Garbage collection policies reveal similar nonsense. New bag limits and weight restrictions punish conscientious residents who already recycle diligently, while ignoring core service improvements. Conscientious citizens struggle under arbitrary rules imposed during extended pickup delays, yet administrators justify restrictions by citing other cities—hardly a principled argument.

Global warming debates shift to economics, where carbon taxes emerge as the latest forced intervention. Proponents promise revenue-neutral shifts that somehow fund everything without consequences, but reality demonstrates otherwise. Artificially hiking energy prices shrinks economies and lowers living standards; no free lunch exists when governments manipulate markets through coercion disguised as “pricing signals.”

Healthcare discussions highlight dangers of single-payer systems. Private insurance faces legitimate criticism for claim denials, yet replacing it with government as both provider and referee guarantees even less accountability. Countries experimenting with fully socialized models now move toward privatization, while advocates here push in the opposite direction. Dental care proposals follow the same flawed logic—promising “free” services that inevitably ration access and inflate costs.

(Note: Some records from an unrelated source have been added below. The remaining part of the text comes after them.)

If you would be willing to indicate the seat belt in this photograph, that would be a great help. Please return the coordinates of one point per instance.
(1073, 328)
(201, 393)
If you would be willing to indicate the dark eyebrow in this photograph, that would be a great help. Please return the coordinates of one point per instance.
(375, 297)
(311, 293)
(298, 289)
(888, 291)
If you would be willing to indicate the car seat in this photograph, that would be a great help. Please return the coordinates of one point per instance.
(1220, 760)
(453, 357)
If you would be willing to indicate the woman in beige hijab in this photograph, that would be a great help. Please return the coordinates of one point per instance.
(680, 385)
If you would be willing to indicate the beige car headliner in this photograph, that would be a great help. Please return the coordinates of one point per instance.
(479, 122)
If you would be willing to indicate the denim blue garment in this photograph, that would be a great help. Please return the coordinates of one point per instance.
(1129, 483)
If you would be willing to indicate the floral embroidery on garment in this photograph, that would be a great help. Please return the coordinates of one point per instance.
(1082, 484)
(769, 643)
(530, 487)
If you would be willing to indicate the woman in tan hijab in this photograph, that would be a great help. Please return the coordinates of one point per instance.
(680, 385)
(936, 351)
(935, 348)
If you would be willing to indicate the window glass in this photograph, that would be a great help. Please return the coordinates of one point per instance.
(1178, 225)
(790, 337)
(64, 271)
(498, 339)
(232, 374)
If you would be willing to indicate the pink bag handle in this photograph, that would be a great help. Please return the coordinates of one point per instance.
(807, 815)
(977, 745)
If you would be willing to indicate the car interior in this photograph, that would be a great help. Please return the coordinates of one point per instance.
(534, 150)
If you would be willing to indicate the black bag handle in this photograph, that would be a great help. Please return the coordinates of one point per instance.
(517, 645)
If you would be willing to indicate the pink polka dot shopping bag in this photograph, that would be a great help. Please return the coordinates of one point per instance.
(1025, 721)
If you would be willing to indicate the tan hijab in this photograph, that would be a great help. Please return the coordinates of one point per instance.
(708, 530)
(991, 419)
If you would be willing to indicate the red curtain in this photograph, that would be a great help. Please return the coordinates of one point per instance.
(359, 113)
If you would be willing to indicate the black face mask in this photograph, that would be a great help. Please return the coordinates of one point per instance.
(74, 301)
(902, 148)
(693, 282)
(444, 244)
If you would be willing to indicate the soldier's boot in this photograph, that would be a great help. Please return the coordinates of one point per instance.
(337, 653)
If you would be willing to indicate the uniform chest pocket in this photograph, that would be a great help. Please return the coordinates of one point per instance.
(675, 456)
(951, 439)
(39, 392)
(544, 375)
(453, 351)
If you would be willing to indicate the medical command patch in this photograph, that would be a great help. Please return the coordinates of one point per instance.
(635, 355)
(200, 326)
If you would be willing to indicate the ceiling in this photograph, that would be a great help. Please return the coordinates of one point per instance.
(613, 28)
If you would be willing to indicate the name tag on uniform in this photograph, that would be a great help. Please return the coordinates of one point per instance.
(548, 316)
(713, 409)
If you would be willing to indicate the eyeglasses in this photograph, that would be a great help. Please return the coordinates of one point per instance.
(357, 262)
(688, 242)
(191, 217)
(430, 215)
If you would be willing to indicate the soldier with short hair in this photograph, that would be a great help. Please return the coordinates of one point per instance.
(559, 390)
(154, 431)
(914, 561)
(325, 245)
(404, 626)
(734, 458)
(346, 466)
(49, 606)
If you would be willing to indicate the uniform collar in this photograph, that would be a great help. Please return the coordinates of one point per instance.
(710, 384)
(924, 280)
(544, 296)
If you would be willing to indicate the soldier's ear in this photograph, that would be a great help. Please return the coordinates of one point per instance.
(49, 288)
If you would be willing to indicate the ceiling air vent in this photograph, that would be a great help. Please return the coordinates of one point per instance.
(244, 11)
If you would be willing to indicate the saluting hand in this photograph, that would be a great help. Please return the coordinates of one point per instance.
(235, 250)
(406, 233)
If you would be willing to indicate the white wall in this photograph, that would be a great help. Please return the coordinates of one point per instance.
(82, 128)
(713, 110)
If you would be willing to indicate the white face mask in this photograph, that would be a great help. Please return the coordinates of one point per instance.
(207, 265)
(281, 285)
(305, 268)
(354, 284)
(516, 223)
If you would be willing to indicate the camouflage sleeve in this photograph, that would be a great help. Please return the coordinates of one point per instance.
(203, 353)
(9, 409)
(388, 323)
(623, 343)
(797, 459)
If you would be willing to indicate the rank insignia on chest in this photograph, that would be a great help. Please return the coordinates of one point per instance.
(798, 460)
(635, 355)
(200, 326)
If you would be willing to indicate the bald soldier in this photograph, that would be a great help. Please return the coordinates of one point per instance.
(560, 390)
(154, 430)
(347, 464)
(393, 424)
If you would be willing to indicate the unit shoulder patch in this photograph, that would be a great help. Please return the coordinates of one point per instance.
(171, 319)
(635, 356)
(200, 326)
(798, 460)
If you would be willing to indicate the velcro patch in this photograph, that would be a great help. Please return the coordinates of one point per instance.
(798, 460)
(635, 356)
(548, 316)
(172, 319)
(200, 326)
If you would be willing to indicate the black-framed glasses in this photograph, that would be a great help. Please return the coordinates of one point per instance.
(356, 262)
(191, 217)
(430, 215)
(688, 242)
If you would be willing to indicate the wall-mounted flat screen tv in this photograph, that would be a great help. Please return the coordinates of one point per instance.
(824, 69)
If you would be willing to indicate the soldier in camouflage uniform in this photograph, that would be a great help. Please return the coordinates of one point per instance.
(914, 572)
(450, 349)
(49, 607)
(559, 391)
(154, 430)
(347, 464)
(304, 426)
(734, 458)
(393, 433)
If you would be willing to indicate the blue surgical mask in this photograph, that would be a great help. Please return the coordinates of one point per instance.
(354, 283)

Marijuana prohibition persists as one of the most irrational policies on the books. Canadians consume at rates far exceeding global averages, even surpassing nations where the drug is tolerated. Criminalization creates black markets and inflated prices for a plant that grows virtually anywhere, while legalization with reasonable taxation offers a far more rational approach.

These issues all connect through one common thread: governments assuming control over individual choices, always with unintended consequences that justify yet more control. Recognizing this pattern remains just right.